If you want to access particular element or operate on the array but if you want to create the matrix dynamically, you can use use pointers to access each element by passing the dimensions in the print function.
Since if you have a multidimensional array defined as int [][], then
x = y[a][b] is equivalent to x = *((int *)y + a * NUMBER_OF_COLUMNS + b);
Check this post for more details: How to use pointer expressions to access elements of a two-dimensional array in C?
So, if you want to print whole matrix or access any particular element, you can do like:
#include <iostream>
using namespace std;
//the function print_2D_matrix receives 4 arguments: pointer to first element
// dimension of array arr, i.e. n x m
// index of the element to be printed, i.e. a and b
void print_2D_matrix(int *arr, int n, int m, int a, int b){
for(int i = 0; i < n; i++){
for(int j = 0; j < m; j++)
printf("%d ", *(arr + (i * m) + j));
printf("\n");
}
//go to the address just before a row, i.e. (a - 1) * NO_OF_COLUMNS
//then go to the address on b column, i.e. (a - 1) * NO_OF_COLUMNS + b
//since we started from the base address, i.e. first element( arr[0][0] ), subtract 1
printf("arr[3][3] = %d\n", *(arr + ((a - 1) * m) + b - 1)); //print arr[a][b]
}
int main() {
int n, m;
cin>>n>>m;
int arr[n][m];
for(int i = 0; i < n; i++) //initialize the matrix
for(int j = 0; j < m; j++)
arr[i][j] = i * j;
print_2D_matrix((int *) arr, n, m, 3, 3);
return 0;
}
Output for above program (for n x m = 4 x 5) is:
0 0 0 0 0
0 1 2 3 4
0 2 4 6 8
0 3 6 9 12
arr[3][3] = 4
I'm sure this violates at least one rule of the C standard but it should work in practice. Note that it uses 0 as a sentinel value for the terminating element of any level of the array.
void print(void* p, int dim)
{
if (dim == 1)
{
int* a = (int*) p;
while (*a)
{
printf("%d ", *a++);
}
printf("\n");
}
else
{
void** a = (void**)p;
while (*a)
{
print(*a++, dim - 1);
}
}
}
void test()
{
int x0 [] = { 11, 12, 13, 14, 15, 0 };
int x1 [] = { 21, 22, 23, 0 };
int x2 [] = { 0 };
int x3 [] = { 41, 42, 0 };
int x4 [] = { 51, 52, 53, 0 };
int* y0 [] = { x0, x3, 0 };
int* y1 [] = { 0 };
int* y2 [] = { x1, x2, x4, 0 };
int** z [] = { y0, y1, y2, 0 };
print(z, 3);
}
Prints:
11 12 13 14 15
41 42
21 22 23
51 52 53
I have made a function that can print any n-dimensional iterable container:
template<typename Object, typename Iterable>
void Print(
const Iterable& iterable,
const string& separatorDimensions = "\n",
const function<void(const Object&)>& funcPrintElem = [] (const Object& obj) {
static_assert(
is_arithmetic_v<Object> || is_same_v<remove_const_t<remove_pointer_t<Object>>, char>,
R"(The object from the innermost range is not a built-in/c-string type, please provide a valid print element function.)"
);
cout << obj << ' ';
}
) {
if constexpr (ranges::range<Iterable>) {
ranges::for_each(iterable, [&] (const auto& it) { Print(it, separatorDimensions, funcPrintElem); });
cout << separatorDimensions;
} else {
funcPrintElem(iterable);
}
}
The function has a default std::function that can print any built-in type like int, unsigned char, long long etc... and the c-string like char* or const char*, if you have another object like a pair or tuple or an object of your class you can pass a function that prints your object.

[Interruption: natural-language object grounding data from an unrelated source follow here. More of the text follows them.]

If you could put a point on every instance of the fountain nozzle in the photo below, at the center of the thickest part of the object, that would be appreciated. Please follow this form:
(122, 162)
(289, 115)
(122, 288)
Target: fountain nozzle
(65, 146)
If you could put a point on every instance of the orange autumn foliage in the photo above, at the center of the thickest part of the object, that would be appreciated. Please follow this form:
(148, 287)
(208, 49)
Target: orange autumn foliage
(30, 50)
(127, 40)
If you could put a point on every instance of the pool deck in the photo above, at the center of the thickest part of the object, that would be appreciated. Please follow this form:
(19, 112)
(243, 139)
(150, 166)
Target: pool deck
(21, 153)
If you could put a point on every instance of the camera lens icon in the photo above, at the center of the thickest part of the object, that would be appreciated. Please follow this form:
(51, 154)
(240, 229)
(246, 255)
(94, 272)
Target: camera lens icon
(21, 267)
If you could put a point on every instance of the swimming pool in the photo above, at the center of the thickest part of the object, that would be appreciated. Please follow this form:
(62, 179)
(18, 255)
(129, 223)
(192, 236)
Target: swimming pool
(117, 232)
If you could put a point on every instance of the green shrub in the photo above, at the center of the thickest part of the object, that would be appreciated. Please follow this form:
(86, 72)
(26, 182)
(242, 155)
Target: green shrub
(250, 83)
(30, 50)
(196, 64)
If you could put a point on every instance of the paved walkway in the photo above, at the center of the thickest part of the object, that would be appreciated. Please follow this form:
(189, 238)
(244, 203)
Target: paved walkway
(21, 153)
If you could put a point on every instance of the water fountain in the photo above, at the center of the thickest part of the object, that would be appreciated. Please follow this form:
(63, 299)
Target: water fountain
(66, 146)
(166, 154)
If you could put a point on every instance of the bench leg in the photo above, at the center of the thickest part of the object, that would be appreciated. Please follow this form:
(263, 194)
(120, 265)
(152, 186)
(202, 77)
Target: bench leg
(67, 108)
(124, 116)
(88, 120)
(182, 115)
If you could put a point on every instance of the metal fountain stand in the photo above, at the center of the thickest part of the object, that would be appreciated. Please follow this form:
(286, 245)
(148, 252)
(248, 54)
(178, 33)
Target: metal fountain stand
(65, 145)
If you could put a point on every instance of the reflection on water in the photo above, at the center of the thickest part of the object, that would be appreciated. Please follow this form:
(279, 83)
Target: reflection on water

You can use the function like this: (you must explicitly tell the function your inner most object like below)
int main() {
cout << "v: " << endl;
vector<uint16_t> v { 1, 2, 3 };
Print<uint16_t>(v);
cout << endl << "ll: " << endl;
list<list<const char*>> ll { { "a", "b" }, { "c", "d" } };
Print<const char*>(ll);
struct smth {
int a;
char b;
};
cout << endl << "smths: " << endl;
vector<smth> smths { { 14, '0' }, { 18, '1' } };
Print<smth>(smths, "\n", [] (const smth& obj) { cout << "a = " << obj.a << ", b = " << obj.b << endl; });
return 0;
}
The function can be found here, maybe I will update in the future to support more things.
You need to have at least c++20 for this function to work.